DolphinScheduler Design, Architecture, and Source Code Analysis
This article provides a comprehensive overview of DolphinScheduler’s design strategies, distributed architecture, fault‑tolerance mechanisms, configuration files, core APIs, Quartz integration, master‑worker execution flow, RPC communication, load‑balancing algorithms, and logging services, accompanied by detailed code excerpts and diagrams.
The article begins with an overview of DolphinScheduler’s terminology—task definition, task instance, workflow definition, workflow instance, and cron‑based scheduling—highlighting the distinction between centralized (Master/Slave) and decentralized designs.
It then describes the system’s modular architecture, including modules such as dolphinscheduler-alert, dolphinscheduler-api, dolphinscheduler-master, dolphinscheduler-worker, and the UI layer, each with its responsibilities.
Key configuration files are presented, for example the common properties file defining data directories, resource storage, and Zookeeper settings, and the application.yaml files for the API, Master, and Worker services, which configure ports, thread pools, and Quartz settings.
The core scheduling API is illustrated with the setScheduleState method that validates project and schedule state before invoking the Quartz scheduler:
public Map<String, Object> setScheduleState(User loginUser, long projectCode, Integer id, ReleaseState scheduleStatus) { ... }Quartz job management is shown via the addJob method, which creates or updates a JobDetail and associates a CronTrigger with mis‑fire handling and timezone conversion:
public void addJob(Class<? extends Job> clazz, int projectId, final Schedule schedule) { ... }The master node’s execution flow is explained, covering registration with Zookeeper, slot‑based command fetching, workflow creation, and the use of a WorkflowExecuteThread to run tasks.

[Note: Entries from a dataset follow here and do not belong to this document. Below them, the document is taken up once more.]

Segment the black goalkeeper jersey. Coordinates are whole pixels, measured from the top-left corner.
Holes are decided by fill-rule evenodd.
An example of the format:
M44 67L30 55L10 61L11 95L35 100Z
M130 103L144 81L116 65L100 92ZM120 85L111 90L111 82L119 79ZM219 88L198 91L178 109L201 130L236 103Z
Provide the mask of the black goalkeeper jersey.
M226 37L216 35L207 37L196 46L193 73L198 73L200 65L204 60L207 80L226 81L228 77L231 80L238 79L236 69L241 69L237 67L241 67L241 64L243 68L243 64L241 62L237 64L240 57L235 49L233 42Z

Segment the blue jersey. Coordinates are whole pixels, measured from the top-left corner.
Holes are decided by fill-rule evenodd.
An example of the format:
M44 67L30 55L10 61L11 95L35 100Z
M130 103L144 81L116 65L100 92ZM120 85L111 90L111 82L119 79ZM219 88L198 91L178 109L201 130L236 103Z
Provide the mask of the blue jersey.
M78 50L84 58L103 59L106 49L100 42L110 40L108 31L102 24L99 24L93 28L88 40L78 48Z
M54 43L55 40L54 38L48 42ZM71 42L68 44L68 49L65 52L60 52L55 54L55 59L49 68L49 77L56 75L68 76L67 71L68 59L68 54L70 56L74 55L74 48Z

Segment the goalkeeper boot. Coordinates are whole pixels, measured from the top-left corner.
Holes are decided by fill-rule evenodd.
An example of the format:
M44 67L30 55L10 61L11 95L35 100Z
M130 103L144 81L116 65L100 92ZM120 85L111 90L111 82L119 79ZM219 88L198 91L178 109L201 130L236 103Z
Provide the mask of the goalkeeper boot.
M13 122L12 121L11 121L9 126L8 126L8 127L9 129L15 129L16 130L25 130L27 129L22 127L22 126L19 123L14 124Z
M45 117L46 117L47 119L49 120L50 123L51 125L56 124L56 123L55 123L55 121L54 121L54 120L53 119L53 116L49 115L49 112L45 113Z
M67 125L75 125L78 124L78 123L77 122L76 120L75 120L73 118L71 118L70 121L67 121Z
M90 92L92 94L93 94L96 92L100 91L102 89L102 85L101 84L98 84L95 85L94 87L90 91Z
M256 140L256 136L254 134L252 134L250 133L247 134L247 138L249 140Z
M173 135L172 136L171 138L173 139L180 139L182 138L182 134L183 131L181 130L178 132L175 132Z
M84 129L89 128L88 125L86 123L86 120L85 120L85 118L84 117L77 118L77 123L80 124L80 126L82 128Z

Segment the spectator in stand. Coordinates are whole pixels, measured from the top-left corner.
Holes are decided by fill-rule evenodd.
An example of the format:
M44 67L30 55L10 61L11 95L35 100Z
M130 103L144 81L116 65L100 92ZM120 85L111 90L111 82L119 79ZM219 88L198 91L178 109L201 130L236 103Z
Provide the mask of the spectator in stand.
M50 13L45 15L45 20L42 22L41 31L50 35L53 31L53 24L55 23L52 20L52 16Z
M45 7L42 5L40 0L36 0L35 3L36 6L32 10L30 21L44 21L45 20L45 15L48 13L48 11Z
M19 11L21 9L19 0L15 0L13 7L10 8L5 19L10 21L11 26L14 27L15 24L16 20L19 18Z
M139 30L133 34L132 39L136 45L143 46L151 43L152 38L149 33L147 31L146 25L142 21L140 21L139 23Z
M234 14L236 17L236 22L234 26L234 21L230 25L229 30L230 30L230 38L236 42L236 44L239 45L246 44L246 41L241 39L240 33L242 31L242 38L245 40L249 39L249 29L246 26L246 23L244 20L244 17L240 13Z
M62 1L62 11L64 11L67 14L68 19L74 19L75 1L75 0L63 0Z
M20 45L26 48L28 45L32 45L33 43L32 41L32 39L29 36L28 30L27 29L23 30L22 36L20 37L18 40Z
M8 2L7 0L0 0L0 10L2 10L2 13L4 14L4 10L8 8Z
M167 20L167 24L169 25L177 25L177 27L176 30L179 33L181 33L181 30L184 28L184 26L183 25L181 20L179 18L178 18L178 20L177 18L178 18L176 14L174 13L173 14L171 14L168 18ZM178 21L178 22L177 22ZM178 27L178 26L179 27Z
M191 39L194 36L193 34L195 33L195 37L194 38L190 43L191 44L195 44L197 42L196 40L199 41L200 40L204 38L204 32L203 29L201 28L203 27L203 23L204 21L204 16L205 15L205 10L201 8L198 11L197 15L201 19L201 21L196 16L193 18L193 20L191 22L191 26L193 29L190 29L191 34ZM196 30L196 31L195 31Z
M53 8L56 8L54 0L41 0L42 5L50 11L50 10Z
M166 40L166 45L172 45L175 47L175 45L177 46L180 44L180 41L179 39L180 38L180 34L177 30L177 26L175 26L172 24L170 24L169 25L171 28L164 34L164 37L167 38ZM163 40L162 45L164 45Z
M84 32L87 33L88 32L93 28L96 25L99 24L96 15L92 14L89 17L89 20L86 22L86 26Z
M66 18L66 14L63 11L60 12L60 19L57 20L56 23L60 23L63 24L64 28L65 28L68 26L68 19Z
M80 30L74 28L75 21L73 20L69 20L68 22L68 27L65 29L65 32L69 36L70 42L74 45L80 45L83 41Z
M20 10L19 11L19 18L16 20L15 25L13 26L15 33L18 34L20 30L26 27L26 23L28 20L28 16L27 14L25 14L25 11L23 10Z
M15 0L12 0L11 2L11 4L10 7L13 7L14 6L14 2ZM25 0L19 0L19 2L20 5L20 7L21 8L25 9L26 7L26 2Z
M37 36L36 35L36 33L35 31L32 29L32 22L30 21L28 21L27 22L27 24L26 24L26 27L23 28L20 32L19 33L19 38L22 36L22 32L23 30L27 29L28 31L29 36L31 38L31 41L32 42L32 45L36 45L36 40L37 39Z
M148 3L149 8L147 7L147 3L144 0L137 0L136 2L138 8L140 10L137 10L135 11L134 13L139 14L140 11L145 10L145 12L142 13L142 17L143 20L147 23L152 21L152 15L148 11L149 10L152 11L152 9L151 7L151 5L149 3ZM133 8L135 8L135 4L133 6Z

Fault‑tolerance for master and worker nodes is handled through Zookeeper watchers and recovery logic, with code snippets for master failover and slot management.
Worker startup, task plugin installation, and RPC communication are detailed. The Netty‑based RPC framework is used for master‑worker interaction, with examples of client initialization and request handling:
NettyRemotingClient client = new NettyRemotingClient(clientConfig);
client.registerProcessor(CommandType.TASK_EXECUTE_RESPONSE, taskExecuteResponseProcessor);Load‑balancing algorithms (weighted random, lower weight, and smooth round‑robin) are described, including the weighted random selection logic:
int offset = ThreadLocalRandom.current().nextInt(totalWeight);
for (int i = 0; i < size; i++) {
offset -= weights[i];
if (offset < 0) return hosts.get(i);
}
return hosts.get(ThreadLocalRandom.current().nextInt(size));Finally, the article covers RPC‑based log retrieval, showing how the client sends a RollViewLogRequestCommand to a remote host and parses the response.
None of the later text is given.